From the press release...
Candace Dwan Gallery, Katonah is pleased to announce an exhibition of photographs by the acclaimed photographer Cy DeCosse.
This exhibition gives an over view of the sensuous nature of DeCosse’s subject matter – flowers. Some of his flowers come from as far away as the jungles of South America. Others can be found just beyond the garden gate. But all are equally exotic when seen through the lens of DeCosse’s imagination. Removed from their familiar surroundings and isolated against an abstract background, even less unusual flowers like thistles assume a mysterious poetic quality. Each blossom in turn, stars in its own private drama, revealing its true essence in an intimate way. As John Stevenson has said the flowers are more like portraits, each with their own distinct personality.
DeCosse’s technique also has a mysterious quality to it. He specializes in platinum printing, a venerable technique that imbeds the precious metals of platinum and palladium into the surface of fine art papers, creating images of exceptional depth and richness. He uses a number of cameras, among them a 120-year-old 16 x 20” glass plate portrait camera. He believes that a camera is like an artist’s paintbrush and chooses a certain one depending on the effect he wants to achieve. His 19th century processes ensure works of art that will last for hundreds of years.

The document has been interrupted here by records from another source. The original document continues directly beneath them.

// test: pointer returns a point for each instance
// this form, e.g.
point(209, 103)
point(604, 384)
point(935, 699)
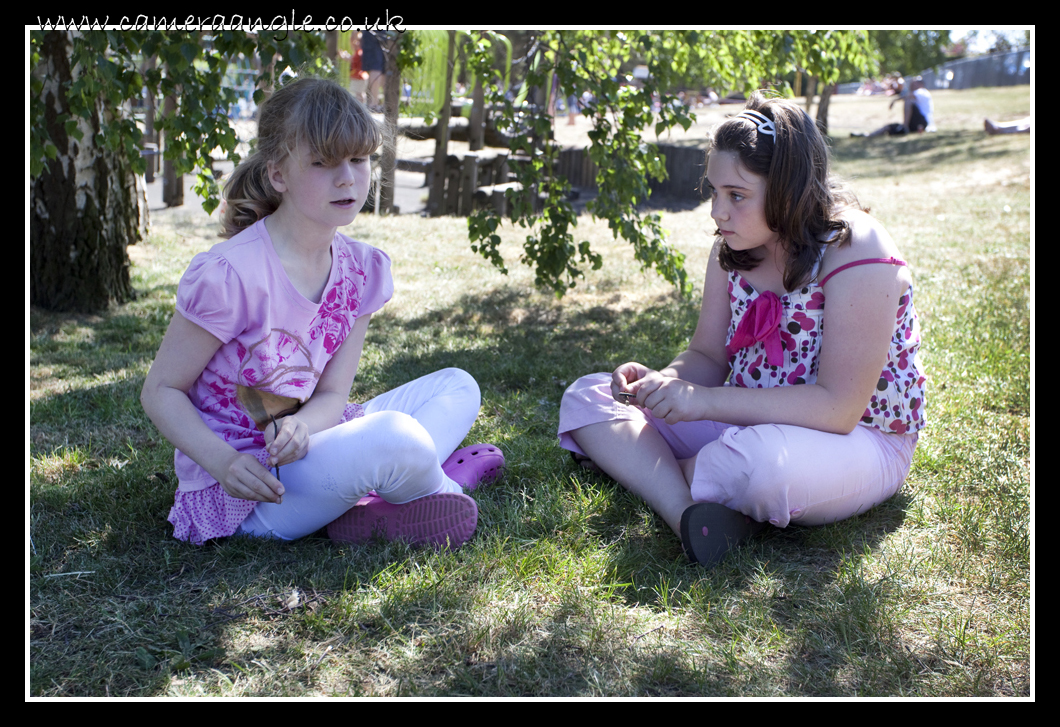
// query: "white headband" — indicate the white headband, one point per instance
point(762, 122)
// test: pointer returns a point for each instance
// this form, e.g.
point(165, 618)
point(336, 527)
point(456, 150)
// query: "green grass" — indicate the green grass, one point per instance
point(571, 587)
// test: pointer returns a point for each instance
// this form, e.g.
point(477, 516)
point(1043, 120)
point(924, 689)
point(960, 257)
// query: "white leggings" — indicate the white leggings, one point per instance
point(395, 448)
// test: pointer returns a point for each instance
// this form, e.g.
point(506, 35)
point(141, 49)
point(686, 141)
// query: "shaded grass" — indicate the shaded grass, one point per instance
point(571, 587)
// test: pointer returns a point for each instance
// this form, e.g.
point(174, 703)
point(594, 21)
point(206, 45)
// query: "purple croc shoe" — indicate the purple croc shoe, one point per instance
point(442, 520)
point(475, 465)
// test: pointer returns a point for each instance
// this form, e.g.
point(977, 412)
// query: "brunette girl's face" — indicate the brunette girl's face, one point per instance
point(318, 192)
point(738, 202)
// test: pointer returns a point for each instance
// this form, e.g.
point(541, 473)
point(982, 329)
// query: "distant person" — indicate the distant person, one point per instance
point(918, 112)
point(1021, 126)
point(374, 61)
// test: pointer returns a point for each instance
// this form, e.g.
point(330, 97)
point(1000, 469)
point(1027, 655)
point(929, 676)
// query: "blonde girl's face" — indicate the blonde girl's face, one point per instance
point(320, 193)
point(738, 202)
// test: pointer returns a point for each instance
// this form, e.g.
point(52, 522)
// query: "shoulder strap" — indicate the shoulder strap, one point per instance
point(867, 261)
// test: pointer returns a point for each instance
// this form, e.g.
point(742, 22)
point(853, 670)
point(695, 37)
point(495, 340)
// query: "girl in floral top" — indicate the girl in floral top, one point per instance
point(799, 396)
point(250, 383)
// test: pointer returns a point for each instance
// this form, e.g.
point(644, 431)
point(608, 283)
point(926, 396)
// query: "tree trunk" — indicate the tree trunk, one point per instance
point(391, 100)
point(86, 207)
point(826, 94)
point(442, 140)
point(811, 89)
point(477, 130)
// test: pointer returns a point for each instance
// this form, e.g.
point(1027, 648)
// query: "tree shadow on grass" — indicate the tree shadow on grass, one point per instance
point(920, 152)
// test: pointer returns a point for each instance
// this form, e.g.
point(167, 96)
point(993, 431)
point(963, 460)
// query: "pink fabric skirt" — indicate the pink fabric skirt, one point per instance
point(773, 473)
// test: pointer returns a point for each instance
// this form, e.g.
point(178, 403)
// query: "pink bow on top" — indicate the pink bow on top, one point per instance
point(760, 323)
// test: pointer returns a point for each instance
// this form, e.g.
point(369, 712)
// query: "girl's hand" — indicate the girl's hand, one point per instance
point(288, 442)
point(244, 477)
point(623, 376)
point(670, 399)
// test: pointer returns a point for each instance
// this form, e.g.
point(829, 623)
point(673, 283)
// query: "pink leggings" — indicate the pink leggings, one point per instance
point(774, 473)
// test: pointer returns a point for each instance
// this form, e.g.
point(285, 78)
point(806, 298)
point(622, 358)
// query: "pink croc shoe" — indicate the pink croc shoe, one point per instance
point(475, 465)
point(442, 520)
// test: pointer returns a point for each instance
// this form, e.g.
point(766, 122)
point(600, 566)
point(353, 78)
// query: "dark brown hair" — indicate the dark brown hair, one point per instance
point(315, 112)
point(802, 200)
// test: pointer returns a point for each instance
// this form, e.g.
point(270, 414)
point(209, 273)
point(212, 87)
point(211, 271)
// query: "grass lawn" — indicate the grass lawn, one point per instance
point(571, 587)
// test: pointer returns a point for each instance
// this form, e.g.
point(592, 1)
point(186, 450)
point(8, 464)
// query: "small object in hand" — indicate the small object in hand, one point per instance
point(276, 432)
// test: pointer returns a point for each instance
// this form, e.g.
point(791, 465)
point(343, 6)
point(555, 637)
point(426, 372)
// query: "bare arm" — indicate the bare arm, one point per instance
point(184, 352)
point(324, 407)
point(705, 361)
point(860, 319)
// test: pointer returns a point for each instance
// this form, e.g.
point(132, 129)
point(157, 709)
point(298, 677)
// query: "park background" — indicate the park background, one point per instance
point(570, 587)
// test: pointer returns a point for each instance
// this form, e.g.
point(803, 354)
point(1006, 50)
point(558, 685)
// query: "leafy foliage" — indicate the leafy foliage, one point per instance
point(908, 52)
point(191, 67)
point(597, 63)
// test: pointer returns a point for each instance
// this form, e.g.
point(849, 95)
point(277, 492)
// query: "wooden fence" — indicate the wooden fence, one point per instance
point(477, 179)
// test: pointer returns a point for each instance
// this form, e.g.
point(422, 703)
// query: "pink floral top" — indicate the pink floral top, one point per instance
point(789, 356)
point(275, 346)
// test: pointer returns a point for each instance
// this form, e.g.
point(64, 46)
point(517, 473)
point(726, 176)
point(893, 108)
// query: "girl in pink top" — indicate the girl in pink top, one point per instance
point(765, 418)
point(250, 383)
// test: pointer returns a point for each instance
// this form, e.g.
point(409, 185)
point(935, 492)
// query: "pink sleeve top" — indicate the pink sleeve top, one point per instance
point(275, 343)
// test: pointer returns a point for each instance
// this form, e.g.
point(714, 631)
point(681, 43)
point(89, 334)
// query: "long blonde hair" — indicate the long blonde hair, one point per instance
point(316, 113)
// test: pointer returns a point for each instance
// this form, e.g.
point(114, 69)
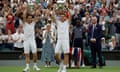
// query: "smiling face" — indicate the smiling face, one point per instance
point(29, 18)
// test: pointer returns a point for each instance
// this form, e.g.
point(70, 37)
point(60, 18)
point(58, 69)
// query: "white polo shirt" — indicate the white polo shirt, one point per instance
point(63, 30)
point(19, 38)
point(29, 33)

“An artist can create the gardens of his or her own fancy – from those of the perplexing Earthly Delights of Hieronymous Bosch to the more obvious earthly ones of Manet’s Dejeuner sur herbe. So, too, Cy DeCosse, as dedicated a craftsman as a Bosch or a Manet, creates his paradisal gardens of strange and beautiful flora from light and alchemical combinations of platinum and palladium salts, and from the baroque choreography of his own inspiration. And they are unlike anyone else’s and unlike anything anyone has seen before” – John Wood
Perhaps the most powerful example of DeCosse’s focus and attention is illustrated in the story The Queen of the Night, by Scott Ely, which appears in the book The Gardens of DeCosse which accompanies the exhibition. Ely describes what must surely be a spiritual experience for the horticulturist (comparable perhaps to those art pilgrims who journey to the Lightning Field to experience Walter DeMaria’s collaboration between man and nature) - the blooming of a rare and exotic plant which takes place only once every seven years at night under very particular conditions in an arboretum. The story was inspired by DeCosse’s photographs and narrates exquisitely the excitement and tension experienced by a photographer and a botanist awaiting this rare event.